The riparian vegetation is dominated by a canopy of exotic willows (Salix spp.) and native river oak (Casuarina cunninghamania), very little understorey, and a mix of native and exotic grasses as ground cover. There is an absence of trees on the hillslopes adjacent to the floodplain, although native eucalypts dominate the forest up the steeper slopes towards the escarpments. The lack of trees implies poor habitat on the property for birds and other terrestrial fauna.

It is the opinion of the panel that suite of Tarwyn Park practices can only work for local groundwater flow systems where the water balance is dominated by fresh groundwater held in highly transmissive floodplain sediments. Local groundwater systems are those which have recharge and discharge areas within a few kilometres of each other……..The sediments must also be sufficiently deep to allow substantial subsurface water storage. The valley and floodplain topography must be such that it is possible to move the majority of the stream flow out onto the floodplain. The salinity of the groundwater in the floodplain sediments must also be low. Furthermore, the salt sources must be discrete such that those areas of highest salt mass can be effectively quarantined from the water cycle that is operating on the floodplains.

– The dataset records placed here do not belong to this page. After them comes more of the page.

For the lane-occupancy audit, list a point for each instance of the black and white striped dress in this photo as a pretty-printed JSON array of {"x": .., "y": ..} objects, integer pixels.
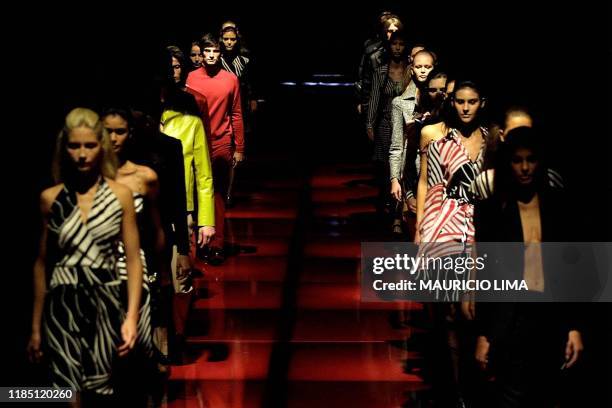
[
  {"x": 83, "y": 310},
  {"x": 384, "y": 89}
]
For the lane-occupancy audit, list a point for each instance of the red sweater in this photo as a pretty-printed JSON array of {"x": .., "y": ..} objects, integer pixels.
[{"x": 222, "y": 93}]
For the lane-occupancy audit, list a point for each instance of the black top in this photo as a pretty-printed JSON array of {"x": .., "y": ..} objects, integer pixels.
[
  {"x": 501, "y": 222},
  {"x": 165, "y": 156}
]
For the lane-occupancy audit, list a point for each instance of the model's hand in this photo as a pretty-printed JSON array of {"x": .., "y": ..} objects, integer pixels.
[
  {"x": 412, "y": 204},
  {"x": 237, "y": 159},
  {"x": 129, "y": 334},
  {"x": 482, "y": 352},
  {"x": 573, "y": 348},
  {"x": 183, "y": 266},
  {"x": 468, "y": 308},
  {"x": 34, "y": 350},
  {"x": 417, "y": 237},
  {"x": 396, "y": 189},
  {"x": 205, "y": 234}
]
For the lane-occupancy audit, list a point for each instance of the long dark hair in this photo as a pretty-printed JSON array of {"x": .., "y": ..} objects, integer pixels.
[
  {"x": 174, "y": 96},
  {"x": 505, "y": 184}
]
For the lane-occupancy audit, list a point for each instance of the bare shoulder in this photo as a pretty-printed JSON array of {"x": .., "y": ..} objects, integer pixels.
[
  {"x": 431, "y": 132},
  {"x": 147, "y": 173},
  {"x": 48, "y": 196},
  {"x": 123, "y": 193}
]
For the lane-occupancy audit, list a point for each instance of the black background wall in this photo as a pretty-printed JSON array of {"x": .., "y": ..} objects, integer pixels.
[{"x": 555, "y": 59}]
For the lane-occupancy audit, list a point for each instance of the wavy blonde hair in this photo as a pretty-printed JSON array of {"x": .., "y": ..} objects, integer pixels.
[{"x": 62, "y": 166}]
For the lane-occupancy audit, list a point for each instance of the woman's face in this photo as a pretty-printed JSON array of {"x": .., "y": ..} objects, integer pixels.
[
  {"x": 118, "y": 130},
  {"x": 392, "y": 28},
  {"x": 229, "y": 40},
  {"x": 467, "y": 103},
  {"x": 195, "y": 56},
  {"x": 524, "y": 165},
  {"x": 176, "y": 70},
  {"x": 398, "y": 46},
  {"x": 437, "y": 88},
  {"x": 422, "y": 66},
  {"x": 84, "y": 149}
]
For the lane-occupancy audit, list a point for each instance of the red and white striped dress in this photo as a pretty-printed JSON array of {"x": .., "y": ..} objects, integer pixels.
[{"x": 449, "y": 208}]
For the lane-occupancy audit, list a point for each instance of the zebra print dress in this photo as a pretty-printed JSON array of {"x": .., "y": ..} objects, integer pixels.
[
  {"x": 83, "y": 311},
  {"x": 145, "y": 331}
]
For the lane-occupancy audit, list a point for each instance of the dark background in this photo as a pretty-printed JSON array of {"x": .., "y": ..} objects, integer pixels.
[{"x": 554, "y": 59}]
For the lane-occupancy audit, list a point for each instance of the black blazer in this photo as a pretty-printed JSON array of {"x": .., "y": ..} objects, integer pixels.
[
  {"x": 165, "y": 156},
  {"x": 498, "y": 222}
]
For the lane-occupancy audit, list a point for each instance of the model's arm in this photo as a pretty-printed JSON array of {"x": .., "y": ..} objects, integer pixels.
[
  {"x": 131, "y": 242},
  {"x": 396, "y": 150},
  {"x": 373, "y": 102},
  {"x": 40, "y": 282},
  {"x": 152, "y": 182},
  {"x": 236, "y": 116},
  {"x": 427, "y": 135}
]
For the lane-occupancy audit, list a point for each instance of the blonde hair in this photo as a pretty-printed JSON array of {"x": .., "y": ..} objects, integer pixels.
[{"x": 83, "y": 118}]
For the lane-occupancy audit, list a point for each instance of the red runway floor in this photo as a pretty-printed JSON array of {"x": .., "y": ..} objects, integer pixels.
[{"x": 339, "y": 351}]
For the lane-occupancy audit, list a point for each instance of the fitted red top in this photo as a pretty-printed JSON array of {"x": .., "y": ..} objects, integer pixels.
[{"x": 222, "y": 93}]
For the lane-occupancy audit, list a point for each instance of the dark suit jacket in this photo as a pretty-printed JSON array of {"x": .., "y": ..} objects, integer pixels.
[
  {"x": 496, "y": 222},
  {"x": 165, "y": 156}
]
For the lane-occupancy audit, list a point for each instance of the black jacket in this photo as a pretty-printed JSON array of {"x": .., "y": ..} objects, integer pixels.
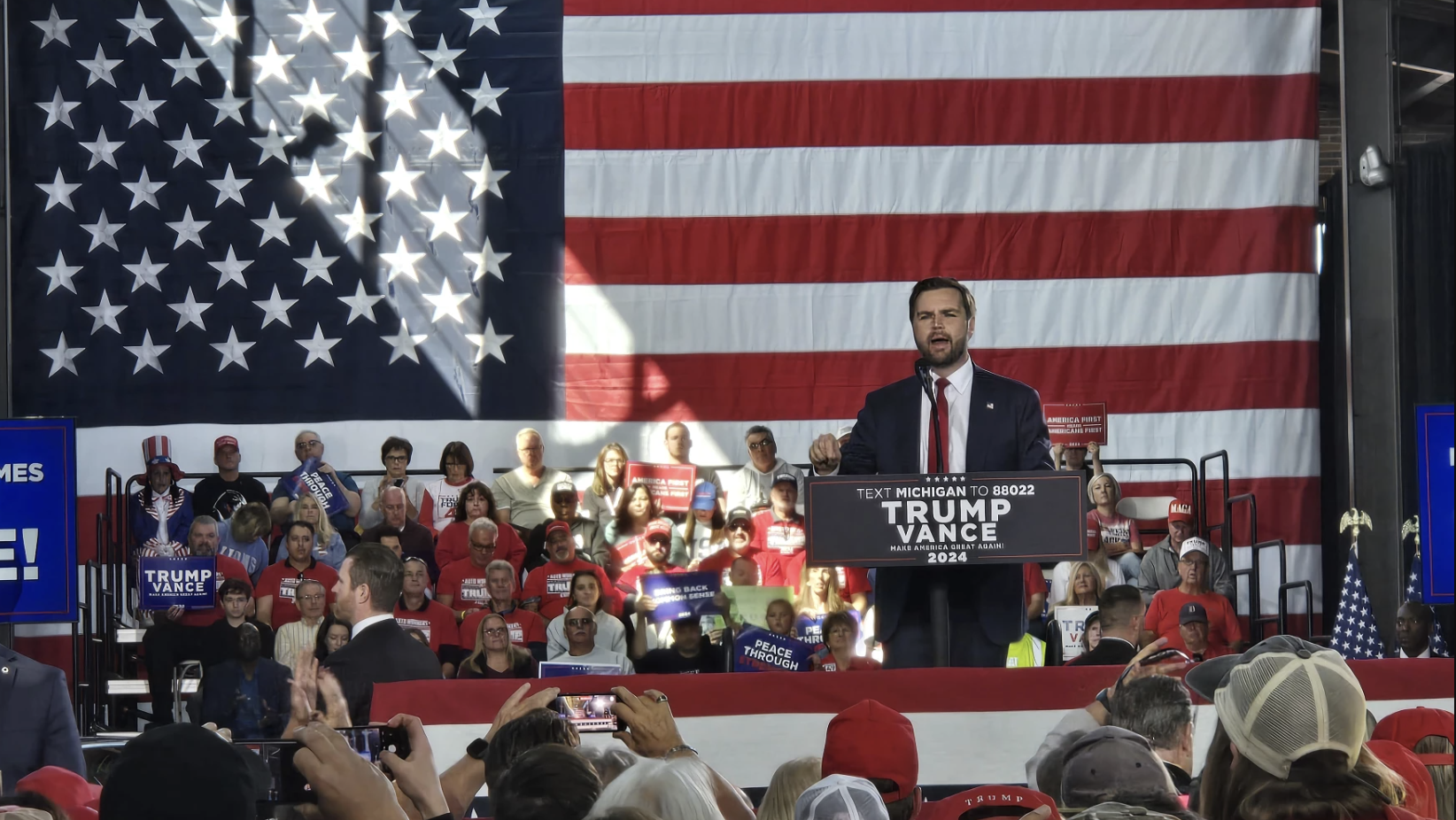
[
  {"x": 1006, "y": 433},
  {"x": 36, "y": 723},
  {"x": 382, "y": 653}
]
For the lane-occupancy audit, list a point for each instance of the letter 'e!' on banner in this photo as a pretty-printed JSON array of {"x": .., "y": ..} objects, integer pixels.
[
  {"x": 190, "y": 583},
  {"x": 759, "y": 650},
  {"x": 670, "y": 483},
  {"x": 1076, "y": 424}
]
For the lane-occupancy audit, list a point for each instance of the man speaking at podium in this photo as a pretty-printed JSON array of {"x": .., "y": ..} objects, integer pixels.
[{"x": 987, "y": 424}]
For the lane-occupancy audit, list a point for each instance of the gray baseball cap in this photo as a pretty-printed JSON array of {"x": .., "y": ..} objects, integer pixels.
[{"x": 1112, "y": 763}]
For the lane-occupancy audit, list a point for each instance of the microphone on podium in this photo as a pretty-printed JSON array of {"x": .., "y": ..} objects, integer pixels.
[{"x": 922, "y": 368}]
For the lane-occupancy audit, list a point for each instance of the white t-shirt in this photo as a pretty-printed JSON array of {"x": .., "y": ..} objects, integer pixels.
[
  {"x": 610, "y": 635},
  {"x": 529, "y": 506},
  {"x": 1062, "y": 576},
  {"x": 748, "y": 488}
]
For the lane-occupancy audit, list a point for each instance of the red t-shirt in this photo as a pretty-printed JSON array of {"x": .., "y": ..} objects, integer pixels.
[
  {"x": 1034, "y": 580},
  {"x": 1112, "y": 528},
  {"x": 434, "y": 619},
  {"x": 226, "y": 569},
  {"x": 524, "y": 627},
  {"x": 551, "y": 584},
  {"x": 782, "y": 544},
  {"x": 454, "y": 545},
  {"x": 1223, "y": 621},
  {"x": 280, "y": 580},
  {"x": 465, "y": 583},
  {"x": 771, "y": 574}
]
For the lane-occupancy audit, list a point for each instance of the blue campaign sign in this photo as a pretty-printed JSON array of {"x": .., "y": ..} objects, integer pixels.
[
  {"x": 759, "y": 650},
  {"x": 190, "y": 583},
  {"x": 36, "y": 521},
  {"x": 1436, "y": 462},
  {"x": 682, "y": 594}
]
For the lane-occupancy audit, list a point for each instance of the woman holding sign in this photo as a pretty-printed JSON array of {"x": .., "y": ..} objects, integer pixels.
[
  {"x": 840, "y": 637},
  {"x": 818, "y": 598},
  {"x": 1117, "y": 533}
]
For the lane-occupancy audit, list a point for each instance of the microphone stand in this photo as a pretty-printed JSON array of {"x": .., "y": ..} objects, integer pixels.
[{"x": 940, "y": 587}]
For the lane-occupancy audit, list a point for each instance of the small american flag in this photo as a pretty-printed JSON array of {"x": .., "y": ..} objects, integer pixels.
[
  {"x": 1356, "y": 635},
  {"x": 1413, "y": 592}
]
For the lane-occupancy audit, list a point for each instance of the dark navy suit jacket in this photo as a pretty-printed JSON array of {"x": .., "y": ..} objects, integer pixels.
[
  {"x": 1006, "y": 431},
  {"x": 36, "y": 723}
]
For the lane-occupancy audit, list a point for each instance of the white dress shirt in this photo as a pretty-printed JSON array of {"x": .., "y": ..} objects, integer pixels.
[
  {"x": 368, "y": 623},
  {"x": 958, "y": 401}
]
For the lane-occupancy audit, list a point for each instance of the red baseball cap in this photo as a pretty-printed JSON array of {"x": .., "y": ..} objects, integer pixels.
[
  {"x": 874, "y": 742},
  {"x": 1019, "y": 799},
  {"x": 1408, "y": 727},
  {"x": 65, "y": 788},
  {"x": 1420, "y": 797},
  {"x": 1180, "y": 510}
]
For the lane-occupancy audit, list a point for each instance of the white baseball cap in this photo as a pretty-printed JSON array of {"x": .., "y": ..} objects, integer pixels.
[
  {"x": 1286, "y": 698},
  {"x": 1194, "y": 545}
]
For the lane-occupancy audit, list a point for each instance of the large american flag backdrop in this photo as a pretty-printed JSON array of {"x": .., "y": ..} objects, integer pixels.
[{"x": 445, "y": 219}]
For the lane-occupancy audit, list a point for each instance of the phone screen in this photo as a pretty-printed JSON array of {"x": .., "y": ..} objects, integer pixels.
[{"x": 588, "y": 713}]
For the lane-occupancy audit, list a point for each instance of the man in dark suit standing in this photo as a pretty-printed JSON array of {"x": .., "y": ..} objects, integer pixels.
[
  {"x": 379, "y": 652},
  {"x": 987, "y": 424},
  {"x": 36, "y": 724}
]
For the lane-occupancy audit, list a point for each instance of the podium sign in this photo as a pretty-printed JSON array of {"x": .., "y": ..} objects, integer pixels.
[
  {"x": 909, "y": 521},
  {"x": 38, "y": 521}
]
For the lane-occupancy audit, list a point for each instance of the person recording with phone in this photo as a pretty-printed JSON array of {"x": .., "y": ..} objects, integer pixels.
[{"x": 983, "y": 422}]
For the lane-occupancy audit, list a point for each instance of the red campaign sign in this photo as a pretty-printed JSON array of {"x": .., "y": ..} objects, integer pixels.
[
  {"x": 670, "y": 483},
  {"x": 1076, "y": 424}
]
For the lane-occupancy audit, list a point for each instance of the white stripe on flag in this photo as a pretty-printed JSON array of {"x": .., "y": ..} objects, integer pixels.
[
  {"x": 1011, "y": 313},
  {"x": 1173, "y": 43},
  {"x": 941, "y": 180}
]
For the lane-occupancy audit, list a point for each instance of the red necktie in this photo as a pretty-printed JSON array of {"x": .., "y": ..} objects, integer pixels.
[{"x": 944, "y": 413}]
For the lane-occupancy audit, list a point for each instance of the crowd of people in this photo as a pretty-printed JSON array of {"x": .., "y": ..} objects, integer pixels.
[
  {"x": 501, "y": 577},
  {"x": 1293, "y": 740}
]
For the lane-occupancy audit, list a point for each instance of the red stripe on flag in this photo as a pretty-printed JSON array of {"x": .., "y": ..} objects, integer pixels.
[
  {"x": 1288, "y": 507},
  {"x": 965, "y": 246},
  {"x": 913, "y": 112},
  {"x": 833, "y": 385},
  {"x": 635, "y": 8}
]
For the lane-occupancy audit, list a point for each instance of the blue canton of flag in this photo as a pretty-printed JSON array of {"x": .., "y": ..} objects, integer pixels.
[
  {"x": 1413, "y": 592},
  {"x": 1356, "y": 635},
  {"x": 286, "y": 209}
]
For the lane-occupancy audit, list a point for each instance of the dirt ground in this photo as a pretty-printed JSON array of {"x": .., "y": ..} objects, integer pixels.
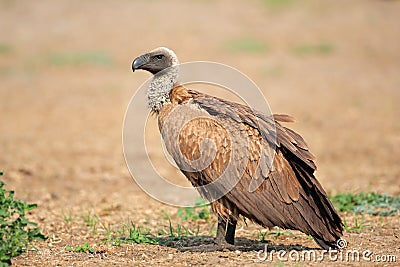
[{"x": 66, "y": 80}]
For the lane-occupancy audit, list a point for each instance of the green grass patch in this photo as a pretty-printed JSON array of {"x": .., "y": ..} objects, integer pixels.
[
  {"x": 367, "y": 203},
  {"x": 80, "y": 58},
  {"x": 85, "y": 248},
  {"x": 16, "y": 231},
  {"x": 250, "y": 45},
  {"x": 131, "y": 234},
  {"x": 357, "y": 225},
  {"x": 313, "y": 49},
  {"x": 202, "y": 210}
]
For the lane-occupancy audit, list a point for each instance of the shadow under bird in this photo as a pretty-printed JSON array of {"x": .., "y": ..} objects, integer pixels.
[{"x": 287, "y": 193}]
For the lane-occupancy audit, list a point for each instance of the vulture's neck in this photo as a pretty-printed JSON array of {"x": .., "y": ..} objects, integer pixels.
[{"x": 160, "y": 87}]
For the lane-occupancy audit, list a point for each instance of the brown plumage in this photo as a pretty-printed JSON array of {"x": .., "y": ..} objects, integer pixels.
[{"x": 285, "y": 194}]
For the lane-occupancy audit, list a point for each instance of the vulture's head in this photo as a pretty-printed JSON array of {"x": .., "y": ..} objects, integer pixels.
[{"x": 156, "y": 60}]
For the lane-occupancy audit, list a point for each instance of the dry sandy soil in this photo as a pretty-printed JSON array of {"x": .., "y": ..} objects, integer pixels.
[{"x": 65, "y": 82}]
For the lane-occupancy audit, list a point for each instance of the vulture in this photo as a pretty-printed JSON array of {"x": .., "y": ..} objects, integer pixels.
[{"x": 277, "y": 159}]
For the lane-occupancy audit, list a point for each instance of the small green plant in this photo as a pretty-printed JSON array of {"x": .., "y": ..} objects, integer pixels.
[
  {"x": 246, "y": 45},
  {"x": 367, "y": 203},
  {"x": 16, "y": 231},
  {"x": 90, "y": 219},
  {"x": 85, "y": 248},
  {"x": 131, "y": 234},
  {"x": 261, "y": 236},
  {"x": 358, "y": 225},
  {"x": 68, "y": 217},
  {"x": 201, "y": 211}
]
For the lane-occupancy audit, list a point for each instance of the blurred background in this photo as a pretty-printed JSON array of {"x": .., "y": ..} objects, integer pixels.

In addition to the hydrogeologic setting, the suite of Tarwyn Park management measures are only suitable in fluvially confined floodplain systems that prior to disturbance were characterised by a “chain of ponds” stream system. In systems that previously had incised channels, stream energies would be sufficiently high to preclude the stability and effectiveness of low-cost grade control structures.

Tarwyn Park benefits from the increased volumes of water and loads of sediment and nutrients, and provides an environmental service by acting as at least a medium-term store for a proportion of the salt load it receives from upstream. It is the panel’s view that implementation of NFS higher up the Bylong River catchment would reduce these inputs to Tarwyn Park. With reduced flow and nutrient inputs from upstream, sustainable productivity on Tarwyn Park would be lower. In addition, with less incoming water, the ability to store salt would most probably be reduced. Thus if the properties upstream implemented NFS, there would be a negative impact on Tarwyn Park. Similarly, implementing NFS on Tarwyn Park has reduced sediment and nutrient loads downstream of the property. These changes are believed to be towards the pre-European condition, nonetheless from a downstream agricultural perspective they could be viewed as detrimental.

Not exactly a ringing endorsement is it? In short it does work on Tarwin Park however applicability to other landscapes is limited and the property shows low biodiversity.